BRUXELLES N’EST PAS UNE FIN EN SOI,...

Vendredi 18 novembre 2016 : 09H06

BRUXELLES N’EST PAS UNE FIN EN SOI, MAIS UN PROCESSUS QUI INCRUSTE LA RCA DANS LA MOUVANCE ECONOMIQUE PLANETAIRE

 

A compter de ce jour 17 novembre 2016, la RCA entre par la grande porte dans la mouvance économique planétaire. Les trois (3) milliards de dollars ne suffisent pas pour régler les affaires d’un pays en déconfiture avancée. Il n’est qu’un premier pas. Le plus important est l’entrée de la RCA dans les agendas des institutions financières, des bailleurs de fonds, des investisseurs, des partenaires bilatéraux et multilatéraux à travers le monde. L’« Union Sacrée » s’est constituée à Bruxelles pour non seulement défendre un dossier, mais convaincre les partenaires au développement , de la crédibilité de la RCA, des dispositions de la bonne gouvernance, mais et surtout, la lutte contre l’impunité qui alimente l’insécurité. La voie sera grande ouverte à la RCA pour rechercher d’autres sources de financement après Bruxelles.

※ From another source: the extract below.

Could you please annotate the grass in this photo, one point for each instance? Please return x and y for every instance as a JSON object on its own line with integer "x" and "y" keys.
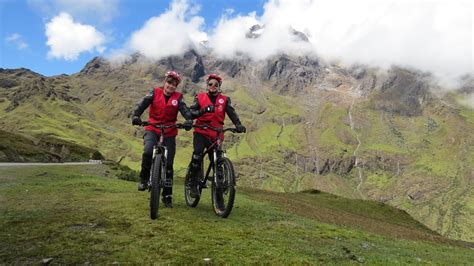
{"x": 74, "y": 215}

La RCA a été absente de la scène internationale pendant plus de quatre (4) ans. Elle a retrouvé son fauteuil au sein de toutes les grandes organisations internationales. Aujourd’hui, 17 novembre 2016, la RCA développe un marketing économique pour convaincre et attirer les investisseurs. C’est un pays encore vierge où les possibilités d’investissements sont immenses : l’agriculture, l’élevage, les logements sociaux, les routes, les ponts, l’énergie hydroélectrique et solaire, l’eau potable, l’assainissement, les hôpitaux, les écoles, l’urbanisation, les mines (diamant, or, calcaire), les médias, et d’autres secteurs. Bruxelles est l’affaire des Centrafricains et non de Touadéra. C’est l’avenir du pays qui est en jeu. Les défis sont monumentaux, la pauvreté très accrue, la misère absolue, le chômage endémique des jeunes. Au lieu d’aider la population à comprendre ce qui se passe à Bruxelles, certains s’offrent le luxe de semer la confusion, comme si Bruxelles était l’affaire d’un seul individu, fut-il Touadéra.

La forte délégation de l’Assemblée Nationale, les personnes ressources, la société civile n’y sont pas allées pour les beaux yeux d’un Chef d’Etat. C’est pour une cause nationale vitale. Les diatribes que nous écoutons servent à quoi, sinon à démontrer que les Centrafricains sont immatures et incapables de privilégier l’intérêt national et c’est bien triste. Sous d’autres cieux, personne n’oserait cracher sur Bruxelles, puisque les autorités se battent pour éradiquer l’insécurité et la misère de cinq (5) millions de Centrafricains, dont ceux qui crachent sur Bruxelles. La paix, la sécurité, concernent tout le monde sans exception. Le ridicule ne tue jamais en Centrafrique. Le monde entier se mobilise au chevet de la RCA, cependant des vermines se targuent de vilipender Bruxelles. Les retombées de Bruxelles profiteront à toute la nation, DDRR, RSS, RN, notamment l’économie nationale. Les PME et les PMI ont aussi fait le déplacement de Bruxelles afin de trouver les voies et moyens de doper, de redynamiser le secteur productif, le secteur des services, le secteur des nouvelles technologies et des innovations.

L’interdiction des importations des œufs en provenance du Cameroun pour des raisons de grippes des volailles, profite aux producteurs nationaux. Le marché de la ville de Bangui est approvisionné en œuf, de la même qualité qu’au Cameroun. Cela donne à réfléchir et va dans le sens de l’autosuffisance alimentaire et de consommer centrafricain. Les Centrafricains attendent de pieds fermes les résultats de Bruxelles pour faire éclore leur génie, leurs initiatives, leur esprit de créativité, d’innovation. Le plus important est le retour définitif de la paix et la sécurité. La RCA fera un bond de géant après cette crise. « Après la pluie vient le beau temps », dit-on. Les Centrafricains franchissent leur crise de maturité. Une telle crise ne pourra plus se répéter car tous les Centrafricains auront du travail et personne ne s’occupera de l’autre. Dans tous les pays du monde, la misère et le chômage sont des bombes à retardement au plan social. Les nouvelles autorités ont compris le message. Les Centrafricains doivent se préparer à la reconstruction, au développement, pour se faire une place sous le soleil de la mondialisation.